Analyses followed the intention-to-treat principle and were conducted in a full analysis (FA) set. The FA set included participants who received primary outcome measurements. Per-protocol set analyses were also performed for those who did not violate the study protocol. Safety analysis was done for participants receiving at least one education session (safety set). Missing values in the FA set were imputed using the last-observation-carried-forward approach. Safety set and per-protocol analyses only used the available data.

Data distributions were tested for normality using the Shapiro–Wilk test. The continuous variables at baseline were compared between groups by one-way ANOVA or the Kruskal–Wallis test. For outcome analyses, changes were compared using ANCOVA, with the baseline value as a covariate. Additionally, ANCOVA with both the baseline value and study centre as covariates (not included in the initial statistical analysis plan) was conducted. We first calculated the p values for within-group differences. Next, we compared the changes between groups. Multiple comparisons were also done to compare the intervention group with control group 1, and the intervention group with control group 2. Categorical variables are presented as n (%), and Pearson’s χ2 test or Fisher’s exact test was used for comparisons between groups. For exploratory secondary analyses, Pearson’s correlation analyses were done between the number of sensor scans and CGM metrics.

All statistical analyses were performed using SAS Version 9.4 (SAS Institute). Statistical significance was set at a two-sided p value <0.05. Since the multiple comparisons were exploratory analyses, correction for significance level was not performed.

Results

Study recruitment and baseline characteristics of participants

Between 1 July 2021 and 27 October 2022, 159 participants were randomised to the intervention group, control group 1 or control group 2 in a 1:1:1 ratio.
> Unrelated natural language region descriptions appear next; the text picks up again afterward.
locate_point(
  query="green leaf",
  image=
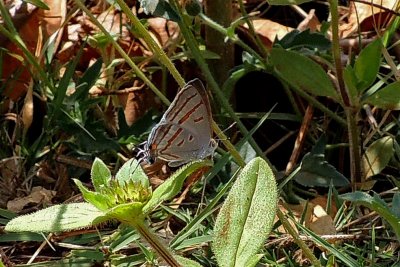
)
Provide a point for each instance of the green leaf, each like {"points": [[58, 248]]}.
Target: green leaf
{"points": [[246, 217], [386, 98], [305, 39], [187, 262], [159, 8], [377, 156], [128, 213], [99, 200], [58, 218], [61, 90], [316, 171], [302, 72], [132, 170], [38, 3], [87, 80], [287, 2], [173, 185], [361, 198], [367, 64], [395, 205], [100, 174]]}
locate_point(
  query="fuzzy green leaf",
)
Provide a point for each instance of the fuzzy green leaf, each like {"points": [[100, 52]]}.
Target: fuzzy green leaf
{"points": [[375, 203], [100, 174], [246, 217], [58, 218], [97, 199], [132, 171], [386, 98], [173, 185], [377, 156], [129, 212], [301, 71], [187, 262], [367, 64]]}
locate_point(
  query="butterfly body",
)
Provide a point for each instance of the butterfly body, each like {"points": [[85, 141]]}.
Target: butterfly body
{"points": [[184, 132]]}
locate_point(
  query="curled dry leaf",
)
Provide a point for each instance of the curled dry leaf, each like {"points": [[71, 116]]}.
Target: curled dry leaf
{"points": [[27, 24], [367, 16]]}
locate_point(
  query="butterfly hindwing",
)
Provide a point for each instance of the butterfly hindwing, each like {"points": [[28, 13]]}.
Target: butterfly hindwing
{"points": [[184, 132]]}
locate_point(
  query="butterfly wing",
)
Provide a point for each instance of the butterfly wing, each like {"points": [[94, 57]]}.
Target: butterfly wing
{"points": [[184, 132]]}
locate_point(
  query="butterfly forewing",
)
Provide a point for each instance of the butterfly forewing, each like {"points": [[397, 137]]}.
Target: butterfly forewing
{"points": [[184, 132]]}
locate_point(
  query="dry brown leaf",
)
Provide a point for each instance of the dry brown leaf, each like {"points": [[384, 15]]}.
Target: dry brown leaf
{"points": [[367, 16], [27, 24], [39, 195], [321, 223]]}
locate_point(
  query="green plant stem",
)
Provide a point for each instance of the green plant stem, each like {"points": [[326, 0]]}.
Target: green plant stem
{"points": [[315, 103], [128, 60], [221, 12], [258, 41], [297, 239], [167, 63], [156, 49], [13, 35], [192, 44], [351, 111], [212, 24], [155, 243]]}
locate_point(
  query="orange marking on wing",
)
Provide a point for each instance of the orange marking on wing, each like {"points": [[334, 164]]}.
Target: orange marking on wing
{"points": [[171, 140], [181, 142], [189, 113], [182, 106], [199, 119]]}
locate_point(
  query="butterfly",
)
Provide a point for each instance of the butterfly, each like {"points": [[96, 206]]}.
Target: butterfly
{"points": [[184, 133]]}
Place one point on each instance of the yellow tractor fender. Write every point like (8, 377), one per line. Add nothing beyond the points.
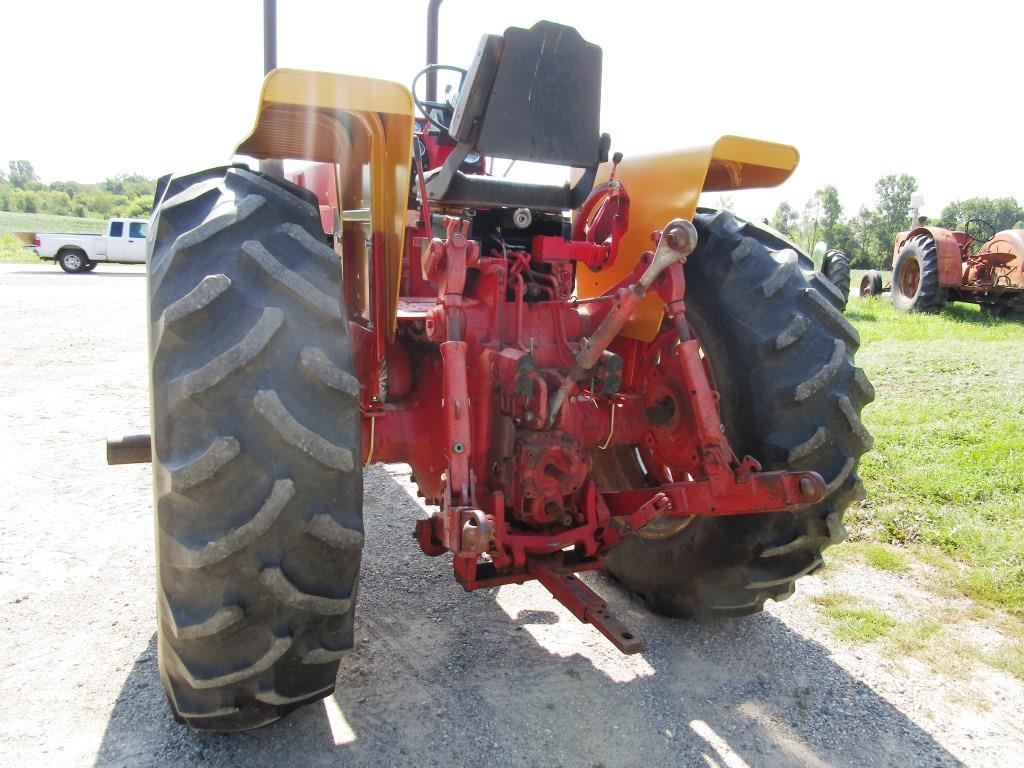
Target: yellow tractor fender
(364, 126)
(666, 185)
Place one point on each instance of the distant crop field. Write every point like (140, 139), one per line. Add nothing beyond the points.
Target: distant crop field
(11, 250)
(44, 222)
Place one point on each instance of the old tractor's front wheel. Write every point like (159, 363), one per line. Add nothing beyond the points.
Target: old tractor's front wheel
(915, 276)
(780, 355)
(257, 476)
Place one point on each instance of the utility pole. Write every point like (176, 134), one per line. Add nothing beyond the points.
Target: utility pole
(271, 167)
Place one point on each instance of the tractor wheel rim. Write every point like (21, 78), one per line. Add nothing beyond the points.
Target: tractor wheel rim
(909, 280)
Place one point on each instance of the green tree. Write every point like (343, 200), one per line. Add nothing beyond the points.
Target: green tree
(822, 218)
(1003, 213)
(785, 220)
(893, 195)
(22, 173)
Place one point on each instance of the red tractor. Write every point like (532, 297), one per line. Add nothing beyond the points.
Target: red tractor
(582, 377)
(977, 264)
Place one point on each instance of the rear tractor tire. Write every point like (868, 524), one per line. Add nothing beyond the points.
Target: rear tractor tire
(256, 453)
(837, 269)
(870, 284)
(781, 358)
(915, 278)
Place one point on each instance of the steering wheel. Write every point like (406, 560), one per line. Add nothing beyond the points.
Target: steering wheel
(427, 107)
(978, 230)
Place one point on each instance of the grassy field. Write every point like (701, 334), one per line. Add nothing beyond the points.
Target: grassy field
(945, 486)
(10, 247)
(947, 469)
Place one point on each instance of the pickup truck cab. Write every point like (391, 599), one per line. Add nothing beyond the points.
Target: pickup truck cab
(124, 243)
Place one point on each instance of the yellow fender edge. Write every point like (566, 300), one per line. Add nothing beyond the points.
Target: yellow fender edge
(666, 185)
(352, 122)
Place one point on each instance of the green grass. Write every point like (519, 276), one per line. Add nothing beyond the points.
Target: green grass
(886, 558)
(947, 470)
(852, 622)
(11, 250)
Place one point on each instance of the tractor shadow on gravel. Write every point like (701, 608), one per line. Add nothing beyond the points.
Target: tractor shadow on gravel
(507, 677)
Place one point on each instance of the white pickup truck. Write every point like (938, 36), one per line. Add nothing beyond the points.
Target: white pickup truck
(124, 243)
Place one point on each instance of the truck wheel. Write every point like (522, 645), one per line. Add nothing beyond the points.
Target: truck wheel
(870, 284)
(256, 453)
(915, 278)
(837, 269)
(72, 260)
(781, 357)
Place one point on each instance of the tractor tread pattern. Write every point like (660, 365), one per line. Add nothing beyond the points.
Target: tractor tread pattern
(793, 400)
(256, 439)
(930, 296)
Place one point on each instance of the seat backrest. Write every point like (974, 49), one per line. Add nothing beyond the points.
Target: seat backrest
(534, 95)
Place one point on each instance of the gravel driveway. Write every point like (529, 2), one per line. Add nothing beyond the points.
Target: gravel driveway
(438, 677)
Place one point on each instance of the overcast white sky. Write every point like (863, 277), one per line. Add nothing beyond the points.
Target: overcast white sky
(860, 88)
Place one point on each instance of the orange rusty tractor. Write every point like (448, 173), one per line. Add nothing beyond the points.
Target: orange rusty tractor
(976, 264)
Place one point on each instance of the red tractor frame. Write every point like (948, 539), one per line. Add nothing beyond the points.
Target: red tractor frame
(595, 376)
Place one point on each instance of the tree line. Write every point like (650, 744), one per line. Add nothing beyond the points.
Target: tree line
(124, 196)
(868, 237)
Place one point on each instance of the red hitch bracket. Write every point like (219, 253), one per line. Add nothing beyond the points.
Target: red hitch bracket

A total of 148 individuals were included in the FA set, with 52 in the intervention group, 49 in control group 1 and 47 in control group 2. Among them, 52 in the intervention group, 47 in control group 1 and 46 in control group 2 completed the study. The flowchart of study participation is shown in ESM Fig. 2. The mean (± SD) total amount of time spent on the structured education programme was 3.12±0.95 h for each participant.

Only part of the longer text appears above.